Akkenzhenov ha dichiarato ai giornalisti ad Astana che “non ci sono state ancora dichiarazioni ufficiali da parte russa, ma sappiamo da fonti non ufficiali che è vero” che “per il mese di maggio, abbiamo zero transito attraverso Adral Samara lungo l’oleodotto Druzhba e poi verso la raffineria (tedesca) Shved”.
Il ministro dell’Energia ha affermato che “la parte russa, sempre secondo fonti non ufficiali, sostiene di non avere la capacità tecnica di pompare il petrolio kazako”.
Ha sottolineato che è solo una sua supposizione: “molto probabilmente, questo è legato ai recenti attacchi alle infrastrutture russe”.

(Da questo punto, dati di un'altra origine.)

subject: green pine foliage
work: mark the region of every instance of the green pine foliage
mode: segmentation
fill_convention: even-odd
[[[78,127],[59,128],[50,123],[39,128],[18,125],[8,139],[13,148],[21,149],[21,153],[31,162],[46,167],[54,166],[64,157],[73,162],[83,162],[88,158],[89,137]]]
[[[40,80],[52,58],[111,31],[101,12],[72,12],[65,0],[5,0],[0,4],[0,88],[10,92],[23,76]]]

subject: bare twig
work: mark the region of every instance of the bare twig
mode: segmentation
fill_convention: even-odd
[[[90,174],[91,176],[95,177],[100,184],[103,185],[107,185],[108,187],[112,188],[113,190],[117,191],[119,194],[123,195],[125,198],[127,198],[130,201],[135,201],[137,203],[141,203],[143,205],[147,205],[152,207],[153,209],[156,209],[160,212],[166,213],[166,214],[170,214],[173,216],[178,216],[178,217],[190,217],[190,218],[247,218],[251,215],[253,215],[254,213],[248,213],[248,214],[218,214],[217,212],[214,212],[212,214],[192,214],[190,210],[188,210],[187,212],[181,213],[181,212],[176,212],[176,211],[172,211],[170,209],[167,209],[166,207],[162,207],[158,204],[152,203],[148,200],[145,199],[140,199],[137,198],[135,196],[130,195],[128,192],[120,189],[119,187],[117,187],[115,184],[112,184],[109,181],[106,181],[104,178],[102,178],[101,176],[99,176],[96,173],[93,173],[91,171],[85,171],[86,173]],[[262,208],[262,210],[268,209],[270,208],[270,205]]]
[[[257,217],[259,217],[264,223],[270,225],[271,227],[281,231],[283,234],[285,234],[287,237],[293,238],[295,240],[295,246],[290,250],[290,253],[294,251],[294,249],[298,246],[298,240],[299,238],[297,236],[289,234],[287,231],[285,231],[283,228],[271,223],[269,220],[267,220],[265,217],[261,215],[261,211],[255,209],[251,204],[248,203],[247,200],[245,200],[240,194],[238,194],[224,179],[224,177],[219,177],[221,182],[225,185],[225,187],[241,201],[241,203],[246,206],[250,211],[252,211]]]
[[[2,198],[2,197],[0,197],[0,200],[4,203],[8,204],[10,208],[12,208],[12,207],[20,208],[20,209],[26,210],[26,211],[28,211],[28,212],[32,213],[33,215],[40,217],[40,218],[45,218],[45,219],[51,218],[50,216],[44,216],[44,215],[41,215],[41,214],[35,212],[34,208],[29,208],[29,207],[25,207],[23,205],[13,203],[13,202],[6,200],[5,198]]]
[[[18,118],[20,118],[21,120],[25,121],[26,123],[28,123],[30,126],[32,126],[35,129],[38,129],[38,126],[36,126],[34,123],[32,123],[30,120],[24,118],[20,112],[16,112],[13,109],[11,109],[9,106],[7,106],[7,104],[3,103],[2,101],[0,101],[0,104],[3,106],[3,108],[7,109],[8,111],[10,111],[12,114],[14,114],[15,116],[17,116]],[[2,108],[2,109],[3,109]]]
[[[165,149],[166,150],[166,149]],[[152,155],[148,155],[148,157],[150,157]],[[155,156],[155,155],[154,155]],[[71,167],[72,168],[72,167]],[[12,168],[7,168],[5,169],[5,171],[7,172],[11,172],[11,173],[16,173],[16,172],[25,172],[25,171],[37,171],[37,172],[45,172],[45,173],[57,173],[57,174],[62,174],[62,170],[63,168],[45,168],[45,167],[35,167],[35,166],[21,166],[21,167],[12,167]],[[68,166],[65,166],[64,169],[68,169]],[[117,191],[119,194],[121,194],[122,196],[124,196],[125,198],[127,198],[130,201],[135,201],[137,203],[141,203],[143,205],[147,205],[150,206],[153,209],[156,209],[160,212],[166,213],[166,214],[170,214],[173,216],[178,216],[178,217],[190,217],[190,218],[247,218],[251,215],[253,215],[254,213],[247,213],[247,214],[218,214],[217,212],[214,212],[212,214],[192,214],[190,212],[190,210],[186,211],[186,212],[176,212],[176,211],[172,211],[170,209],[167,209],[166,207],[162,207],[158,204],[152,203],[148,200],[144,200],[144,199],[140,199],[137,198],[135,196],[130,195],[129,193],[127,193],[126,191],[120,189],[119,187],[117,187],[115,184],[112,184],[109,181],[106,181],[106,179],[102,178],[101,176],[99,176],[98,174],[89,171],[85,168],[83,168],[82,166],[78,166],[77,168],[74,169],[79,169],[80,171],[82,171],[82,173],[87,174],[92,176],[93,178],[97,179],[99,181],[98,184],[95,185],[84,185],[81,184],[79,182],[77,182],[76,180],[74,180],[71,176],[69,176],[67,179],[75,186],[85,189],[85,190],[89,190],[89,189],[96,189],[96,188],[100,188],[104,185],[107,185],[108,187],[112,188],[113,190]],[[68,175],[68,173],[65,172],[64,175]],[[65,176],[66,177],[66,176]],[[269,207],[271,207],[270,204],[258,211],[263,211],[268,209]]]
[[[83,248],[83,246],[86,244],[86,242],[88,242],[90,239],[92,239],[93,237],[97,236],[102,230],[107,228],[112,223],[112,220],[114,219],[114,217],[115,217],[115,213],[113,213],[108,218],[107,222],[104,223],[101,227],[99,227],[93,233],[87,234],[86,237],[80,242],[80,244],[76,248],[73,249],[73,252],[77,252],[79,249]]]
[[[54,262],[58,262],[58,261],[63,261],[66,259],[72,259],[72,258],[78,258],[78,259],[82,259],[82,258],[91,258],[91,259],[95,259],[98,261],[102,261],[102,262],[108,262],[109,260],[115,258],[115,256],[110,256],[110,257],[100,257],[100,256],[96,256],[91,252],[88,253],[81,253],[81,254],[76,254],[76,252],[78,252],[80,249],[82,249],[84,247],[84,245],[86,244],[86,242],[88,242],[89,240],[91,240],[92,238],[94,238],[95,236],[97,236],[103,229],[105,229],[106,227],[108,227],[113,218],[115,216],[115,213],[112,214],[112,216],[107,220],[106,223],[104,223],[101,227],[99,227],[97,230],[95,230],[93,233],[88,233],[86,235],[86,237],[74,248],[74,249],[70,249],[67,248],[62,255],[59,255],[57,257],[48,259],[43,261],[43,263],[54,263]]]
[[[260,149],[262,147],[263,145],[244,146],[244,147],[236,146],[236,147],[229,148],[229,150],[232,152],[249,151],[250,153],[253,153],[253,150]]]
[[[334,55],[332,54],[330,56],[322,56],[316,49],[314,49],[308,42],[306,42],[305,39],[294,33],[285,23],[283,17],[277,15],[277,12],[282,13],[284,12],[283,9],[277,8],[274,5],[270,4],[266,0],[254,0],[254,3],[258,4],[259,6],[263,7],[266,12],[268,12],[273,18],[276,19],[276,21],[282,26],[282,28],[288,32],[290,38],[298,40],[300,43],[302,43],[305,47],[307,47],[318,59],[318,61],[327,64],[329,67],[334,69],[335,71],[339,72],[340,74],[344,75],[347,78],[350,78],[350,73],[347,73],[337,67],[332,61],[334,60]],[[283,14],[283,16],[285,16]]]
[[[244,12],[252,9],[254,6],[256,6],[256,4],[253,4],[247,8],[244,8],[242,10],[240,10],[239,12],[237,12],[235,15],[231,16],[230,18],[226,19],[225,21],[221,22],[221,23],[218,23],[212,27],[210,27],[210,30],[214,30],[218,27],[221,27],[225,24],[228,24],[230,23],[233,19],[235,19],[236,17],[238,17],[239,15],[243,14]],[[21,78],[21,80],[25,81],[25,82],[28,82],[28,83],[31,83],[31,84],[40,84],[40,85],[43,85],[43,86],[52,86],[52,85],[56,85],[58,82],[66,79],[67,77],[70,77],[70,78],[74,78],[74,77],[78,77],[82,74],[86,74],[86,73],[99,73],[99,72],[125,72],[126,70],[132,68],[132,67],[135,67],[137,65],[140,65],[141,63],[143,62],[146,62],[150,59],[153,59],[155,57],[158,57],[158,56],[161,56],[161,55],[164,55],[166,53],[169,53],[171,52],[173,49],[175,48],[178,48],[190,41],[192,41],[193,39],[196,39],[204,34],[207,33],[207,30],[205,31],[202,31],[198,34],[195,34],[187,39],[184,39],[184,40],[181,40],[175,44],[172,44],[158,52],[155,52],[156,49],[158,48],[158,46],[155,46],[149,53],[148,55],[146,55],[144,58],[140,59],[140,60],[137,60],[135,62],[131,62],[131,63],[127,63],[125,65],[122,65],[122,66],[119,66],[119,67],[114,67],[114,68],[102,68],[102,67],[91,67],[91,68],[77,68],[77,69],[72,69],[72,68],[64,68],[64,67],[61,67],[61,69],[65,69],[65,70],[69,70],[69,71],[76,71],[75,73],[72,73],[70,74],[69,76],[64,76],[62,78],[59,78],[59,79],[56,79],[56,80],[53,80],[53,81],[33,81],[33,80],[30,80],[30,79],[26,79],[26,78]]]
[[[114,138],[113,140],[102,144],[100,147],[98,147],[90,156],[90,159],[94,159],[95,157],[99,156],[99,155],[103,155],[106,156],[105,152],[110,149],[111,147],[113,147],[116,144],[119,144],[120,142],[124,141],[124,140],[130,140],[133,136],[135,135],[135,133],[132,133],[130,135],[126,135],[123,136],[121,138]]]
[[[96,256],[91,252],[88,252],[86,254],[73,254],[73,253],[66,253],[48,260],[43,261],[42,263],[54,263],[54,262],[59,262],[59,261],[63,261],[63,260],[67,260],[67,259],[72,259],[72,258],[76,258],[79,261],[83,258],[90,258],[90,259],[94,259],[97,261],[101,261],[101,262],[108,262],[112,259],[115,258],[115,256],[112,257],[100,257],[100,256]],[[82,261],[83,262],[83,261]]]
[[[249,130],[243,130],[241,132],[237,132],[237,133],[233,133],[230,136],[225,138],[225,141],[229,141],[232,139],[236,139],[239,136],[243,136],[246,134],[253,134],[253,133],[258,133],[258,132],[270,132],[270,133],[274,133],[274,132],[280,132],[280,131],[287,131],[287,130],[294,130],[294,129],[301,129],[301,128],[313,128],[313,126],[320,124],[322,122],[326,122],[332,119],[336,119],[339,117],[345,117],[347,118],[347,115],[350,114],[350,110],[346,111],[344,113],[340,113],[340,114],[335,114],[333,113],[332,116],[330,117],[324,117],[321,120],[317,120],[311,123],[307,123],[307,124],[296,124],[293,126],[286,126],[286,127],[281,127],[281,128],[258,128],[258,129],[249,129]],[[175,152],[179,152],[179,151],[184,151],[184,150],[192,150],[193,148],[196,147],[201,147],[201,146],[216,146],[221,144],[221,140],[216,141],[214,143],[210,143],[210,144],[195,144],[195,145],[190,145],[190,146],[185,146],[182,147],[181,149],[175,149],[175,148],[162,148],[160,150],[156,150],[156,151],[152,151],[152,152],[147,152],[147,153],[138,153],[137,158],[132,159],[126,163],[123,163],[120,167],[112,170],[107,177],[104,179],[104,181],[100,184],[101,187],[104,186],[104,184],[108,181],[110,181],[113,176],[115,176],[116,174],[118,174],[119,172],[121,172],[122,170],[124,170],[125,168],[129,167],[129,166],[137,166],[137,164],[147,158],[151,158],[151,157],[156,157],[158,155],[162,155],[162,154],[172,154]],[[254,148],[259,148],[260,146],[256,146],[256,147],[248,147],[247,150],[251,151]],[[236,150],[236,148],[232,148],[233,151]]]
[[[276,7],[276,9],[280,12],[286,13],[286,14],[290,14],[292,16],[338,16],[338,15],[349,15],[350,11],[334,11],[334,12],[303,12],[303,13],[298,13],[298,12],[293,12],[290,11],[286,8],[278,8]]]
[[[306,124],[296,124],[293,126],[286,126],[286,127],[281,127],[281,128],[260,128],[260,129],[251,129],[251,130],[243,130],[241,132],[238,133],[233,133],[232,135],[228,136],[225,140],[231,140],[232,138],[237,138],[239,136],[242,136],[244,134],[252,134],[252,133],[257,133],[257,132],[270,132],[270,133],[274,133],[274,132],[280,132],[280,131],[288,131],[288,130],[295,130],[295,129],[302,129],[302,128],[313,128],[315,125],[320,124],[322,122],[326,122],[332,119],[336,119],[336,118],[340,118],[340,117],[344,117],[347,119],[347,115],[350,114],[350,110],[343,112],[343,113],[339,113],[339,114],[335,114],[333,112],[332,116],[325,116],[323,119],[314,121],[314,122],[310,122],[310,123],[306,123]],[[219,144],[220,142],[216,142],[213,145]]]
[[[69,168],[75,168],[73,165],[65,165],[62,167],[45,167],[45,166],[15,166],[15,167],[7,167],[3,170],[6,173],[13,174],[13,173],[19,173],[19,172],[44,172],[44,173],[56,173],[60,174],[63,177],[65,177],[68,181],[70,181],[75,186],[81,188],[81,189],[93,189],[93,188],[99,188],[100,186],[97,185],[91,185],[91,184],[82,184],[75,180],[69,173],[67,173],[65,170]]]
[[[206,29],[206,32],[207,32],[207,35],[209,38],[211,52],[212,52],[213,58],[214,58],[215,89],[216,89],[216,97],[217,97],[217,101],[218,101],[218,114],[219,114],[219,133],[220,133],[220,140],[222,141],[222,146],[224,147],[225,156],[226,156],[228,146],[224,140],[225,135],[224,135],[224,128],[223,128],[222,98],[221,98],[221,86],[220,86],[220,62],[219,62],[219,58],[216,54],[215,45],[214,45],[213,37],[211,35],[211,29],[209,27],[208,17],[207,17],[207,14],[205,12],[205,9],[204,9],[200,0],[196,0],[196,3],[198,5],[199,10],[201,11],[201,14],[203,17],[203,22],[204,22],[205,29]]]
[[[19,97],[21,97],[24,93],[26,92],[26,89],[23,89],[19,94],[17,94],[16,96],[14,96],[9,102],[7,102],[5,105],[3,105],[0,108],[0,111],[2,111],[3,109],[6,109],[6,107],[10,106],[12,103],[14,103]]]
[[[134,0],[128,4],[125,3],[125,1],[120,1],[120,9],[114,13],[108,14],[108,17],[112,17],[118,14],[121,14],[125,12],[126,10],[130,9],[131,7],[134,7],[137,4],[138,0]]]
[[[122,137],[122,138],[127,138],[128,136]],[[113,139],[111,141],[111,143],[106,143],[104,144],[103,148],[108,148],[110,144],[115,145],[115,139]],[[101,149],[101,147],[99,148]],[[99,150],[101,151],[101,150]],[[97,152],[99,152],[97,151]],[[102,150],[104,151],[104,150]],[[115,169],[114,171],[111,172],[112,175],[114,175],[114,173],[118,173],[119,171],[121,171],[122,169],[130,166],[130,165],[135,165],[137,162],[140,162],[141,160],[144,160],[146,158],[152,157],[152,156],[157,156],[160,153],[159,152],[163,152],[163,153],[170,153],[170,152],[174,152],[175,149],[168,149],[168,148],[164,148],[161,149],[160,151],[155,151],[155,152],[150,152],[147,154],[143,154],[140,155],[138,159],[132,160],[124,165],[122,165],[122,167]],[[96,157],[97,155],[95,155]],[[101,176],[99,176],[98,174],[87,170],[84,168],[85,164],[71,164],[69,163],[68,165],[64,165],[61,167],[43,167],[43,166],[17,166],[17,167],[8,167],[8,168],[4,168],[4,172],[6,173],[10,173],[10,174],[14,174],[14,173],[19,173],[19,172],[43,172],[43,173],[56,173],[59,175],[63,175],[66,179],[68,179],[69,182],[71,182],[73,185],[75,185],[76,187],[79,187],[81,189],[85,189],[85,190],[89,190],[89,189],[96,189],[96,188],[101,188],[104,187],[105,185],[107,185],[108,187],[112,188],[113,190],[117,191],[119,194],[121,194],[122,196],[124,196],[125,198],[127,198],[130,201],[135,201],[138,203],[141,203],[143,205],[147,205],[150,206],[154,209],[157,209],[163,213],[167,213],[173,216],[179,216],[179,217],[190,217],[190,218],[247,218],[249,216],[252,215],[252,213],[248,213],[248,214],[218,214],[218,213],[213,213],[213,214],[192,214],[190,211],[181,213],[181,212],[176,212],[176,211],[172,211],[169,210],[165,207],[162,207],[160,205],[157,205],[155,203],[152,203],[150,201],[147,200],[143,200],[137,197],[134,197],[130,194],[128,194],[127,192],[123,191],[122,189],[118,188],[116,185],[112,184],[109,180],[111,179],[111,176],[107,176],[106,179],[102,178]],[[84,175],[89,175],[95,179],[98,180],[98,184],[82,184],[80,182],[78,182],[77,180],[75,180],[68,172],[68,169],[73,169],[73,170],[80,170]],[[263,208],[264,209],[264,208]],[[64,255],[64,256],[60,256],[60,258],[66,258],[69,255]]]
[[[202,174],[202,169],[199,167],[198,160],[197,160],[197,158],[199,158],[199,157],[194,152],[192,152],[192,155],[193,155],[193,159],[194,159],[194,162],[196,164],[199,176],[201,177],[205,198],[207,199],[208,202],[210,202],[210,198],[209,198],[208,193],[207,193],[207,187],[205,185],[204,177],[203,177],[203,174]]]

Alla domanda se la sospensione valga solo per il mese di maggio, Akkenzhenov ha risposto che “per ora vale solo per maggio”, ma ha aggiunto che la previsione del Kazakistan per il secondo trimestre “è che la parte russa abbia riportato zero per tutti e tre i mesi”.
Il ministro dell’Energia ha aggiunto di aver parlato con colleghi senza nome e che “non appena la questione della fattibilità tecnica sarà risolta, il transito del petrolio kazako riprenderà”.
Il Kazakistan esporta fino a 200.000 barili al giorno verso le raffinerie tedesche attraverso la rotta in questione.
I media kazaki riportano che, secondo Akkenzhenov, i volumi non spediti saranno reindirizzati su altre rotte.
Il petrolio kazako rappresenta circa il 20-30% del consumo della raffineria tedesca di Shved e il transito attraverso l’oleodotto Druzhba rappresenta una piccola parte delle esportazioni totali di petrolio del Kazakistan.
Il capo del ministero dell’Energia ha inoltre dichiarato che il Kazakistan non intende ridurre la produzione di petrolio data la situazione attuale.